Saturday, January 12, 2013

ISLAND BENEFITS



One of the benefits of working on an Island like Cedar Key is ... well, it's an Island!
So the Gulf is always just a stone throw away and getting in it or on it ... or both is delightfully doable.
Haley Seadog leads the way out into the Gulf of Florida.
Haley is in the bow of Captain Denny Voyle's fishing boat and we are heading out to sea after a long day of teaching other people's children.

Ten miles, a pod of dolphins, and a flock of 50 loons later, we arrived at the "spot".
Captain Denny had guided us across a slick calm sea to a tiny patch of rock and sponge, about 25 feet below.

Our target on this trip was black seabass.
Becky Seadog inspects the catch.

Fishing for seabass is kid fishing, ... it's never been fishing, needs to have an awesome first experience fishing ...  it's fast and furious  fishing with the bite happening as soon as your bait gets near the bottom.

And then there's this ...

Seabass are tenacious, pugnacious, piscatorial pugilists.
Hook one and three follow him up from the depths trying to get at the bait in the hooked fellow's mouth.
Sometimes you catch two at a time on one hook only because the second one grabbed the bait too and is only hanging on like a bulldog ... not "hooked" at all, just determined to get that bait.
A closer look at the iced down catch.

The hump-headed dark fish in the left foreground is a male black seabass. The pinkish fish to the right is a pinkmouth grunt. Both species like structure, so you find them around outcrops of limerock on the bottom or near wrecks and reefs.

Both have firm white flesh that is delicious anyway you cook it.

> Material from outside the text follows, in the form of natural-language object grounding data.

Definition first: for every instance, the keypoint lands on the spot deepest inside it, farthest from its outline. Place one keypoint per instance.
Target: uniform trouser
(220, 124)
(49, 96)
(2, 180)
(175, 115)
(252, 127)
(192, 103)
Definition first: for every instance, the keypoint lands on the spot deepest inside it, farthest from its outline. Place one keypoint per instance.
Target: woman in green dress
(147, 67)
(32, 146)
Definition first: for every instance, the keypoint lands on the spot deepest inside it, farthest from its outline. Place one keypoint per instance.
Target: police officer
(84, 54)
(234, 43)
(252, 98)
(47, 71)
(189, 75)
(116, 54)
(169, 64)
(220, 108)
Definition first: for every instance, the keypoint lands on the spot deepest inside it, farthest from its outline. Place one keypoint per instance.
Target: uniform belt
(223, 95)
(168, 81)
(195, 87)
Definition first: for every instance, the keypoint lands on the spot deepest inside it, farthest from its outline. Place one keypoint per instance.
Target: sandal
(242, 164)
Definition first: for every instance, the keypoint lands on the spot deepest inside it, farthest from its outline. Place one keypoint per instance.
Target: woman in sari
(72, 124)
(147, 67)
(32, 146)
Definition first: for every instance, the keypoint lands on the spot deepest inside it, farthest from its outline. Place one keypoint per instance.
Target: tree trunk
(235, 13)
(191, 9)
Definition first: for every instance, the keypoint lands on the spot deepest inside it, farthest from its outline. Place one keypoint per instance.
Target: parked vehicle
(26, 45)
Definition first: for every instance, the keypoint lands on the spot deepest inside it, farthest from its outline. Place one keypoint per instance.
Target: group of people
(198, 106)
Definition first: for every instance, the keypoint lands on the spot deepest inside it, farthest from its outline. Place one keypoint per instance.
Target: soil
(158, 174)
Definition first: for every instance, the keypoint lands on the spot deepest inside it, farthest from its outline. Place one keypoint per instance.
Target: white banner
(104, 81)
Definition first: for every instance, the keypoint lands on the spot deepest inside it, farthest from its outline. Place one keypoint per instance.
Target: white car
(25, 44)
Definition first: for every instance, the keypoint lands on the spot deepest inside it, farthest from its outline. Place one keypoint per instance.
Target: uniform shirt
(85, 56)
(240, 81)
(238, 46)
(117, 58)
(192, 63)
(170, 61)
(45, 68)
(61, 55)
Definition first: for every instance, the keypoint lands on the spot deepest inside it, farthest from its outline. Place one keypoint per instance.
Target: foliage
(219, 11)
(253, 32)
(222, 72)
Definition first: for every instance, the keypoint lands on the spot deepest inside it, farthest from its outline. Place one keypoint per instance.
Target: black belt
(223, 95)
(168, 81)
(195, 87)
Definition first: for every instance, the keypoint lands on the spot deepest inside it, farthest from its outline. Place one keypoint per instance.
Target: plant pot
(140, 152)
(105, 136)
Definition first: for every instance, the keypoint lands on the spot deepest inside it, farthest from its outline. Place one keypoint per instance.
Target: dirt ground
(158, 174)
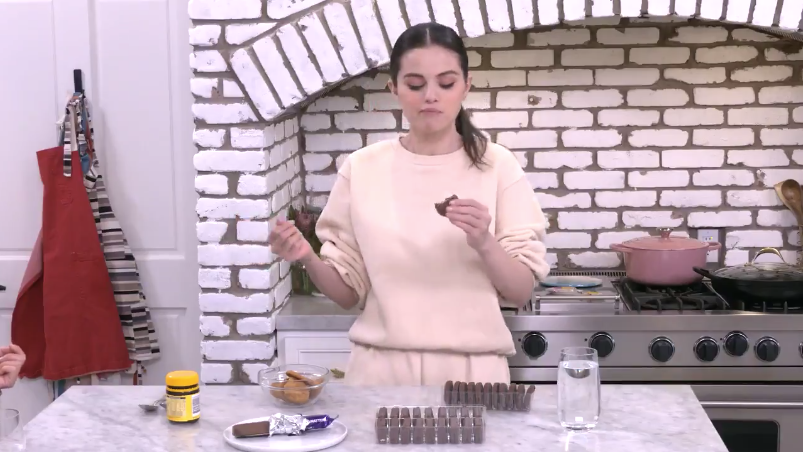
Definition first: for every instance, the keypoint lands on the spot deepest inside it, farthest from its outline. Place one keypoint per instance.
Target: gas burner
(693, 297)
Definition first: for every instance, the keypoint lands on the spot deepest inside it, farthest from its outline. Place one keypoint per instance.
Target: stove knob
(767, 349)
(706, 349)
(736, 344)
(602, 343)
(534, 345)
(662, 349)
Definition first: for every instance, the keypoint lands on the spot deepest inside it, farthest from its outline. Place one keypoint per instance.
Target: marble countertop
(634, 418)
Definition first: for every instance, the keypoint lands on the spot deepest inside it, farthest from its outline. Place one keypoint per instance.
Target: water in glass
(578, 388)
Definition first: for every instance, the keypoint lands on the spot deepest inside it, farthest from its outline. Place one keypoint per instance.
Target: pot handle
(620, 248)
(702, 271)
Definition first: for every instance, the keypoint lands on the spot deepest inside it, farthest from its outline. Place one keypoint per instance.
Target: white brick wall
(621, 127)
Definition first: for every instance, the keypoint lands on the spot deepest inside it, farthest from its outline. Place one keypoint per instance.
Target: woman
(11, 360)
(429, 286)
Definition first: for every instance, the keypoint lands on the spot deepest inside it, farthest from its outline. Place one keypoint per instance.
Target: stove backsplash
(622, 125)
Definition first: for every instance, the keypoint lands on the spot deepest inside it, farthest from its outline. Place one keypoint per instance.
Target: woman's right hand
(287, 242)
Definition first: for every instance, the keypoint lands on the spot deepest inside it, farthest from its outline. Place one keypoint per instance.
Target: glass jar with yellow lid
(183, 399)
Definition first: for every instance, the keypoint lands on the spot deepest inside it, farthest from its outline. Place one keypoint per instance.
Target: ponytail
(474, 142)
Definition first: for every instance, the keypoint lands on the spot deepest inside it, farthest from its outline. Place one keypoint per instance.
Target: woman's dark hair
(431, 33)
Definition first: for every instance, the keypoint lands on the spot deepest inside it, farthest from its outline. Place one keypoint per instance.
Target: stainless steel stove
(743, 360)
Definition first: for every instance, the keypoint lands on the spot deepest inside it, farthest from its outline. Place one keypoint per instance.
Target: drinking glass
(12, 436)
(578, 388)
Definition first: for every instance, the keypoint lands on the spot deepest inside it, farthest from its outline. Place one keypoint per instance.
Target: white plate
(315, 440)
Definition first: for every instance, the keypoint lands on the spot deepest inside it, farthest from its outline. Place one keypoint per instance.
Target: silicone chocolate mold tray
(496, 396)
(430, 425)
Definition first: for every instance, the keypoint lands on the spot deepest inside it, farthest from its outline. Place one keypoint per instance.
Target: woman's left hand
(474, 219)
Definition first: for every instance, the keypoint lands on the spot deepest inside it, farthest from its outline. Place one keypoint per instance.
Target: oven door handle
(754, 405)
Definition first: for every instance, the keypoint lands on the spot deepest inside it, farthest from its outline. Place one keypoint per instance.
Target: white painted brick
(323, 142)
(212, 184)
(333, 103)
(693, 158)
(560, 159)
(251, 161)
(592, 57)
(593, 180)
(592, 98)
(723, 137)
(616, 199)
(734, 218)
(696, 76)
(652, 219)
(660, 55)
(500, 120)
(528, 139)
(658, 137)
(526, 99)
(758, 158)
(753, 239)
(563, 118)
(628, 36)
(591, 138)
(627, 159)
(783, 55)
(724, 96)
(561, 77)
(650, 179)
(346, 38)
(212, 373)
(723, 178)
(691, 198)
(237, 350)
(587, 220)
(761, 74)
(225, 302)
(693, 116)
(772, 177)
(782, 218)
(498, 79)
(590, 259)
(568, 240)
(559, 37)
(627, 77)
(753, 198)
(522, 58)
(214, 278)
(209, 138)
(224, 9)
(256, 326)
(214, 326)
(657, 97)
(700, 35)
(568, 201)
(780, 95)
(223, 113)
(210, 231)
(726, 54)
(606, 239)
(781, 137)
(543, 180)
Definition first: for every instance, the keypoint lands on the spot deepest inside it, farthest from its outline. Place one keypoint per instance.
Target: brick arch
(317, 44)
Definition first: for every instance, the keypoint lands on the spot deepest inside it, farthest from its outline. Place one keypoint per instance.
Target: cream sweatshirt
(420, 285)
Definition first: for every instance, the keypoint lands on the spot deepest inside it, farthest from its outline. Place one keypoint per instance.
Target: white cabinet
(328, 349)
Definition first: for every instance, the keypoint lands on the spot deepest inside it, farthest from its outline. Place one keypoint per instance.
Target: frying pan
(764, 281)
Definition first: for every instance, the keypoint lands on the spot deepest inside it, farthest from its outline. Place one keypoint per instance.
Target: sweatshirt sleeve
(339, 246)
(521, 224)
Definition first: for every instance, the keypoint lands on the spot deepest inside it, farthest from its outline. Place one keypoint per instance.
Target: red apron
(66, 318)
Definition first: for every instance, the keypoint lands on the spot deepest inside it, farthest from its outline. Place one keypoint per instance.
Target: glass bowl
(302, 387)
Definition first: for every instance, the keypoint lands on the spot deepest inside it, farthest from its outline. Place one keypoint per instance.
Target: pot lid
(763, 271)
(665, 242)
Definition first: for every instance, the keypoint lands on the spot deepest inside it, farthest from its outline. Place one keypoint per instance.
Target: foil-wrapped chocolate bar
(282, 424)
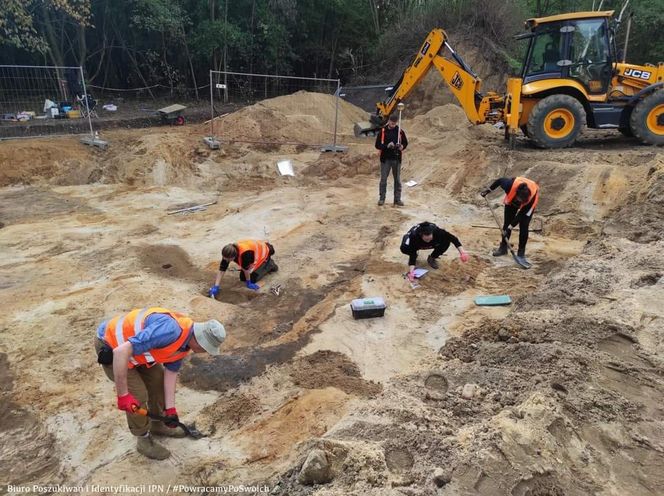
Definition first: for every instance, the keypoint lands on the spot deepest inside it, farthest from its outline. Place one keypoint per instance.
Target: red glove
(127, 403)
(172, 418)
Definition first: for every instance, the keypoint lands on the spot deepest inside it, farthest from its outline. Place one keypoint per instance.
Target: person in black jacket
(391, 141)
(427, 236)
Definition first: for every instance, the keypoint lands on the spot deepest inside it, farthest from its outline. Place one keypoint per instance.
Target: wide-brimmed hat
(210, 335)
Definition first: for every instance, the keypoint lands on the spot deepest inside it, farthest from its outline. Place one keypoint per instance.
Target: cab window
(545, 53)
(589, 54)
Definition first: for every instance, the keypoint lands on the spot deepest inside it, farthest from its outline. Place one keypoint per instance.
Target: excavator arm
(462, 81)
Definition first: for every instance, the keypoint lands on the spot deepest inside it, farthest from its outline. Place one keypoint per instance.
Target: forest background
(174, 43)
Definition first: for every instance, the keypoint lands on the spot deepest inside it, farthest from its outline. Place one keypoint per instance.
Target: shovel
(522, 262)
(189, 431)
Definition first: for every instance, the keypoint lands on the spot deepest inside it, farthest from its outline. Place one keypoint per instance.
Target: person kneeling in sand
(427, 236)
(254, 258)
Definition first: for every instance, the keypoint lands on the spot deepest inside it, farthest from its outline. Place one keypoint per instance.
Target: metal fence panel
(44, 100)
(308, 118)
(365, 97)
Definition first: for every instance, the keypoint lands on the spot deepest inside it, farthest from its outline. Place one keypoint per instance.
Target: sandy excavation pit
(558, 394)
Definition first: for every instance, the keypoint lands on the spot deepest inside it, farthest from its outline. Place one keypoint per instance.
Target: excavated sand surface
(557, 394)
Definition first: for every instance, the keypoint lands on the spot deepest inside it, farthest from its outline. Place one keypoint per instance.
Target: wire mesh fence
(365, 97)
(274, 109)
(44, 100)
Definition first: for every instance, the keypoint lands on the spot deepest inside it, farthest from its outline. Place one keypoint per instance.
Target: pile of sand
(302, 117)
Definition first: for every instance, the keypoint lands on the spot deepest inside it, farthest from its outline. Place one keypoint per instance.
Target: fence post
(211, 108)
(211, 141)
(334, 147)
(87, 107)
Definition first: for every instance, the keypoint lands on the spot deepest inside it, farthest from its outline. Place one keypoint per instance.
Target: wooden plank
(493, 300)
(176, 107)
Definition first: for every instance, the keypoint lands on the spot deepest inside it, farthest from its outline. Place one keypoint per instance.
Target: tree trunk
(225, 51)
(191, 64)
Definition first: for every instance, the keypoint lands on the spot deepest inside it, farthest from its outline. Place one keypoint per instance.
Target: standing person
(254, 258)
(132, 348)
(522, 195)
(391, 141)
(427, 236)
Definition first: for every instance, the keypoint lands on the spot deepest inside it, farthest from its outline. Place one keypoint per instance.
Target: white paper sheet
(420, 273)
(285, 168)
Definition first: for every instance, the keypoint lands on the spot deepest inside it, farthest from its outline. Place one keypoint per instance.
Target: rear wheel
(556, 121)
(627, 132)
(647, 119)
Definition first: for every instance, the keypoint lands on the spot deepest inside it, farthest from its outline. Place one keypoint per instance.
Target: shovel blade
(192, 432)
(521, 261)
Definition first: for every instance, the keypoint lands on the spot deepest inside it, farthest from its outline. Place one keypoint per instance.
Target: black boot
(522, 260)
(501, 250)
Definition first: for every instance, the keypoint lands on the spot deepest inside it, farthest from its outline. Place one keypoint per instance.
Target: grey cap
(210, 335)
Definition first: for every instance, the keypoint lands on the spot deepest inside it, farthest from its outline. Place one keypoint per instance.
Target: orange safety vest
(532, 188)
(120, 329)
(260, 249)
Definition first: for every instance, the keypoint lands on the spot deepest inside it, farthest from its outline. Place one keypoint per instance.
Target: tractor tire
(647, 119)
(556, 121)
(626, 132)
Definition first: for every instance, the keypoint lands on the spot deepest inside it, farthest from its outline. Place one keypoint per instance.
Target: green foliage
(19, 19)
(176, 42)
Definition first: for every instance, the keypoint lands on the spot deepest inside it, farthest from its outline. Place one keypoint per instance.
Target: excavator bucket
(370, 127)
(364, 128)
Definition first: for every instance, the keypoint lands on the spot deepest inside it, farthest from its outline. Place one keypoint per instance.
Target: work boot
(150, 448)
(158, 428)
(501, 250)
(522, 260)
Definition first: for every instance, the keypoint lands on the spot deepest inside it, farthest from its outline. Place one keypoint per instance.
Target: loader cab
(573, 46)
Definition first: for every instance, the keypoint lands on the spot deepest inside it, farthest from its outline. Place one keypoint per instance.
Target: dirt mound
(302, 117)
(27, 451)
(170, 261)
(443, 119)
(63, 161)
(335, 166)
(329, 368)
(153, 159)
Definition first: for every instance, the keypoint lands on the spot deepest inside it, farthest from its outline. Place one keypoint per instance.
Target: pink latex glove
(128, 403)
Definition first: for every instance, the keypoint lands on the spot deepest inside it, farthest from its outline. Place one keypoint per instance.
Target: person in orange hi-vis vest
(254, 258)
(521, 198)
(142, 352)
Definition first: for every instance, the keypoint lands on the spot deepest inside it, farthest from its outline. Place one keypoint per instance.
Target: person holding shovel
(427, 236)
(142, 352)
(254, 258)
(521, 198)
(391, 141)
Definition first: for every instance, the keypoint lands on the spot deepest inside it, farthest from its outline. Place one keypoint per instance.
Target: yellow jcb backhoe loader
(571, 78)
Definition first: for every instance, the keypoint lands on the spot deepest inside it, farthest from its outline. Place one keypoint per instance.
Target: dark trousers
(438, 250)
(524, 223)
(393, 165)
(263, 269)
(147, 386)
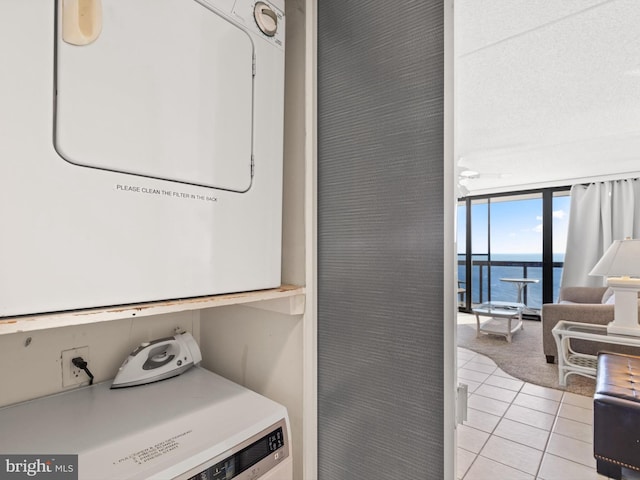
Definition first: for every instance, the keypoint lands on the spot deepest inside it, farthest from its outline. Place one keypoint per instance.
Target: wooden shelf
(288, 299)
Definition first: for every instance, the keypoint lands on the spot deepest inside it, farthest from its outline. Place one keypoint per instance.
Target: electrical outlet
(72, 375)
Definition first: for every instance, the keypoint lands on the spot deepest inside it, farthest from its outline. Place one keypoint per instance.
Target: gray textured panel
(380, 223)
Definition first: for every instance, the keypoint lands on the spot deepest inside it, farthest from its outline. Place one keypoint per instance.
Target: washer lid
(165, 90)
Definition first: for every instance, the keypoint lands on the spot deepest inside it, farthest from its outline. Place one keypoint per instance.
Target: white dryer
(140, 150)
(194, 426)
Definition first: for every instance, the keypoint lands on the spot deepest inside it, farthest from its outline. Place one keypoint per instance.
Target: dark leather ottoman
(616, 414)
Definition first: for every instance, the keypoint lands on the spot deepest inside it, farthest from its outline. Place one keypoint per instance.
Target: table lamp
(621, 265)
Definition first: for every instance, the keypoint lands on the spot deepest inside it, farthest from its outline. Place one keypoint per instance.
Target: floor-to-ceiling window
(504, 238)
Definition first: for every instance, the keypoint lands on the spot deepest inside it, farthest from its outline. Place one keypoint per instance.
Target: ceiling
(547, 92)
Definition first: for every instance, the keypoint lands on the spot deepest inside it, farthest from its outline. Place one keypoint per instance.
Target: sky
(516, 226)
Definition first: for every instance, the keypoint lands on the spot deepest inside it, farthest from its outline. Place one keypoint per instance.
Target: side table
(505, 318)
(572, 362)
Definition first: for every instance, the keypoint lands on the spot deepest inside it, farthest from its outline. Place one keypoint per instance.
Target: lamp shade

We tossed back ten times the fish we kept to eat ... the action was that hot.
Two small ones even got to go "home" alive to live in our Cedar Key School marine lab touch tank.

It was an awesome afternoon for mid-January ... T-shirt weather and a sea like glass.

And fish.

Lots of fish.


11 comments:

Caroline said...

T-shirt weather and sea like glass vs
Winter Storm Gandalf and 3F, what is wrong with this picture??

threecollie said...

Color me green!

Pablo said...

Sounds like a great time!

Yesterday we were at 60 degrees. Today, snow!

heyduke50 said...

always a nice to have fun and catch dinner at the same time

R.Powers said...

Hey troops! Guess what? I got to go again today.
This time I lowered the GoPro to the bottom. Haven't checked out the video yet, but I hope to have something good.

cuz tina said...

Please let me be Seadog Tina next time. Welcome back to the blog FC!

myamuhnative said...


I'll bet there was an extra special loon somewhere in that flock!
Keep your eyes open for razorbills they have been seen in Pinellas and up in the panhandle too.
We went to Anna Maria to see them and they are awesome little birds.

R.Powers said...

CuzTina,
Thanks Cuz! Good to be back at it again! We all have a little seadog in us.

Myamuh,
I did see a very different seabird out there and haven't tried yo id it yet. All grey with a heavier bill than loons. All by itself too.

Wally Jones said...

Doggone it, now I'm hungry. A little grits and tomato gravy.....sigh.

Julie Zickefoose said...

You had me at "T-shirt weather and sea like glass."
From the landlocked state of soggy breaded haddock and frozen shrimp, my envy pulses out in waves.
Please fix me fresh seabass, at your convenience.

Julie Zickefoose said...

ps I ate nothing but crustacean the entire time I was in Savannah and Va. Beach. I was like Tom Hanks in Castaway, except that I loved it.